Semi-invariants of filtered quiver representations with at most two pathways

TL;DR

This paper characterizes semi-invariant polynomials for filtered quiver representations, showing they originate from diagonal entries when the quiver has at most two pathways between vertices, and explicitly describes generators for such cases.

Contribution

It introduces a modified definition of quiver representations and provides explicit semi-invariant generators for quivers with at most two pathways, extending understanding of quiver invariants.

Findings

Semi-invariant polynomials originate from diagonal entries for quivers with at most two pathways.

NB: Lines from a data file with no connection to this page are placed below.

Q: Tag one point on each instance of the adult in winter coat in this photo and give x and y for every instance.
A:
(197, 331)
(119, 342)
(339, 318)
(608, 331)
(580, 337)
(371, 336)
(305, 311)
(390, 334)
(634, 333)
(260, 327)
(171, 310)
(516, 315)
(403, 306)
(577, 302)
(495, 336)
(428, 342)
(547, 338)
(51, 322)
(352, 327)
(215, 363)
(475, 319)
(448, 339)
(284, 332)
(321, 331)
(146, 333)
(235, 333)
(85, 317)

Explicit generators for semi-invariants are provided for framed quivers under these conditions.

Results facilitate studies of Nakajima's quiver varieties and related geometric constructions.

Abstract

A pathway from one vertex of a quiver to another is a reduced path. We modify the classical definition of quiver representations and we prove that semi-invariant polynomials for filtered quiver representations come from diagonal entries if and only if the quiver has at most two pathways between any two vertices. Such class of quivers includes finite $ADE$-Dynkin quivers, affine $\widetilde{A}\widetilde{D}\widetilde{E}$-Dynkin quivers, star-shaped and comet-shaped quivers. Next, we explicitly write all semi-invariant generators for filtered quiver representations for framed quivers with at most two pathways between any two vertices; this result may be used to study constructions analogous to Nakajima's affine quotient and quiver varieties, which are, in special cases, $\mathfrak{M}_0^{F^{\bullet}}(n,1) := \mu_B^{-1}(0)/\!\!/B$ and $\mathfrak{M}^{F^{\bullet}}(n,1) := \mu_B^{-1}(0)^s/B$, respectively, where $\mu_B:T^*(\mathfrak{b}\times \mathbb{C}^n)\rightarrow \mathfrak{b}^*\cong \mathfrak{gl}_n^*/\mathfrak{u}$, $B$ is the set of invertible upper triangular $n\times n$ complex matrices, $\mathfrak{b}=\lie(B)$, and $\mathfrak{u}\subseteq \mathfrak{b}$ is the biggest unipotent subalgebra.